Je suis femme au foyer et je travaille à temps partiel dans un supermarché. Mes enfants jumeaux sont grands, enfin presque. Ils sont au lycée alors j’essaie de ne pas trop être sur leur dos. J’ai aimé m’occuper d’eux, ils étaient si mignons à me réclamer sans cesse. Maintenant, on s’entend bien et je les trouve équilibrés. J’assume pleinement m’être investie pour ma famille. C’était parfois difficile de ne pas avoir de temps pour soi, de m’occuper de tout dans la maison, de passer en dernière après chaque tâche que j’accomplissais. Être mère au foyer n’est pas rémunérateur mais je vous assure que c’est un métier ! Parfois je me dis que j’aurais pu trouver ma propre voie avec mon diplôme de littérature anglaise. Seulement, la vie est imprévisible. J’ai connu mon mari lors d’une rencontre arrangée. Détrompez-vous, on peut refuser de donner suite à ce type de présentation mais en ce qui nous concerne, cela a été le coup de foudre ! Nous nous sommes fréquentés, fiancés puis mariés. J’étais tellement heureuse que je ne me suis pas laissé le temps d’envisager une carrière. De toute façon, il est socialement assez évident pour une femme japonaise de ne pas travailler après le mariage alors je ne me suis pas torturée pour ce dilemme qui fait beaucoup réfléchir les jeunes femmes d’aujourd’hui. À savoir, choisir entre la famille et le travail, ou pas. Malgré les hauts et les bas et de nombreux états d’âme qui m’ont traversée, je suis heureuse d’avoir pu accompagner mes enfants et offrir un cocon douillet à mon mari. Maintenant, avec les enfants qui ne demandent plus autant d’attention qu’avant, je peux me dégager du temps libre. Je gagne mon argent et c’est agréable d’en disposer à sa guise. Je n’ai pas encore le réflexe de m’acheter des choses à moi, j’ai plutôt tendance à inviter ma famille au restaurant ou à lui offrir des cadeaux. Il serait temps que je parte en week-end seule ou avec des copines…

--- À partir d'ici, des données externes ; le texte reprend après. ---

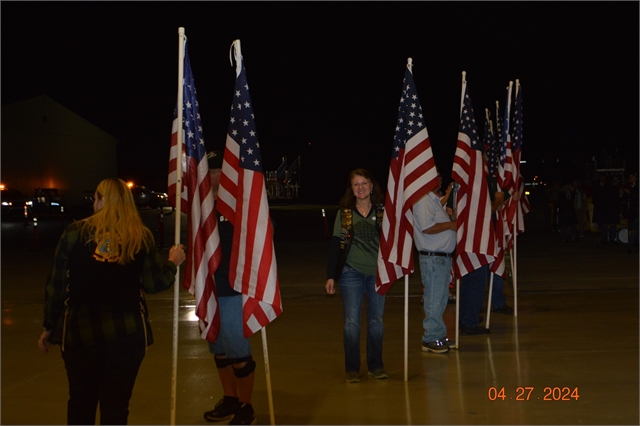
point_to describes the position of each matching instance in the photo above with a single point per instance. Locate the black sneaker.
(469, 331)
(244, 416)
(224, 409)
(437, 347)
(504, 310)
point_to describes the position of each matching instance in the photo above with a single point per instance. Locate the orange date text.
(529, 393)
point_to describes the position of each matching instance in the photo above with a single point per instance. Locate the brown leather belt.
(435, 253)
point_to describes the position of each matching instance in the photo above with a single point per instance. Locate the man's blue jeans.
(435, 272)
(231, 341)
(472, 295)
(497, 293)
(354, 286)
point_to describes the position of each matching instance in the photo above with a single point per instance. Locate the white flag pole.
(464, 84)
(406, 328)
(514, 262)
(406, 296)
(176, 284)
(237, 54)
(486, 114)
(265, 351)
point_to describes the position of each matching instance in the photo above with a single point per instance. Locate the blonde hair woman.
(95, 307)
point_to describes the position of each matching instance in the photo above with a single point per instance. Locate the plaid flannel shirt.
(78, 325)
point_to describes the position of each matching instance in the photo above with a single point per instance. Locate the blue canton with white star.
(191, 122)
(242, 126)
(517, 122)
(410, 118)
(468, 123)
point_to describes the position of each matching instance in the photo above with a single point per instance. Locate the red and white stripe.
(476, 245)
(412, 175)
(242, 199)
(203, 245)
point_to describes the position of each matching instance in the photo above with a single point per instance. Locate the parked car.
(13, 202)
(46, 201)
(148, 199)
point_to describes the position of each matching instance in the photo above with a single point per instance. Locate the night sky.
(325, 78)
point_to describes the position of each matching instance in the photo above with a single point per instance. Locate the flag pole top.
(237, 53)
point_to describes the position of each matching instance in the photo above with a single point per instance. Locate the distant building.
(46, 145)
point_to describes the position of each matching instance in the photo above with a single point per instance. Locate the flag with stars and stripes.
(505, 168)
(493, 158)
(203, 247)
(242, 199)
(476, 245)
(412, 175)
(522, 206)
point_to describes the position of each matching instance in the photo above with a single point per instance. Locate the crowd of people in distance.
(615, 207)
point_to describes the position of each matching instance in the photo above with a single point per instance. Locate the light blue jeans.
(231, 341)
(435, 272)
(354, 286)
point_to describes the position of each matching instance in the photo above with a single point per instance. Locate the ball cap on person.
(215, 159)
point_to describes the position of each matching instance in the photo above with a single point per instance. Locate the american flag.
(493, 159)
(412, 175)
(505, 168)
(475, 236)
(242, 198)
(517, 207)
(203, 246)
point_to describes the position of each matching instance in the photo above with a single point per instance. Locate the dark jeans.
(355, 287)
(103, 373)
(472, 288)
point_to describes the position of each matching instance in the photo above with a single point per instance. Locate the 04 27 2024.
(529, 393)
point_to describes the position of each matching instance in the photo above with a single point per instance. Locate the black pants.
(103, 373)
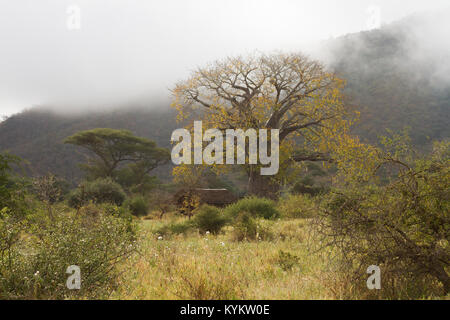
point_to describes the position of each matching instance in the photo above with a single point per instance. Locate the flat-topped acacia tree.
(116, 148)
(289, 92)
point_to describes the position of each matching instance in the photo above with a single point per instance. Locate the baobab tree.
(288, 92)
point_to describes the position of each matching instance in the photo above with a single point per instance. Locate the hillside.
(392, 79)
(398, 76)
(37, 135)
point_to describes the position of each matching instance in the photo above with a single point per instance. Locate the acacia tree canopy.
(114, 148)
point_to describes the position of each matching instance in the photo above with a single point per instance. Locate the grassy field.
(206, 266)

Je m’appelle Tomoka, j’ai quatorze ans.

Je suis en troisième année de collège et j’étudie beaucoup. Je ne sais pas comment ça se passe en France mais au Japon, à moins d’être scolarisé dans une école privée qui intègre tous les cycles d’enseignements, on doit passer des concours d’entrée. Pour entrer à l’école primaire, au collège, au lycée, à l’université, et parfois même pour intégrer une école maternelle soi-disant prestigieuse ! Les parents sont nerveux pendant cette période et l’ambiance est lourde à la maison. C’est tellement la pression qu’un certain nombre de jeunes finissent dans l’absentéisme, voire à ne plus sortir de leur chambre. Parfois ça va même plus loin avec des violences exercées envers les parents. Je ne suis pas concernée par ces cas extrêmes mais je comprends le cheminement de leur pensée, leur état d’esprit. En tout cas, je tiens le coup car j’ai appris à prendre du recul. Si on se laisse impressionner, personne ne peut supporter une vie de jeunes Japonais. Après les cours à l’école, il faut s’investir dans une activité extrascolaire et terminer la journée par des heures d’étude dans une école privée qui prépare au concours. Pendant les vacances, on est très pris par le club auquel on appartient. Il y a toujours des résidences pour renforcer l’esprit de groupe et s’entraîner, encore et encore. J’ai fini par comprendre que certes l’école instruit mais elle prépare également au fonctionnement de la société des adultes. Les hiérarchies sociales, la concurrence et les rapports de force transpirent chez les écoliers, les collégiens et lycéens. Je vous parlerai de l’ambiance qui règne entre les élèves, de mes déceptions et de mes espoirs. Ça me fera du bien de prendre du temps pour mettre en mots ce que je ressens vraiment et que je ne peux confier à personne. Vous êtes extérieurs à tout cela, je sais que vous ne me jugerez pas.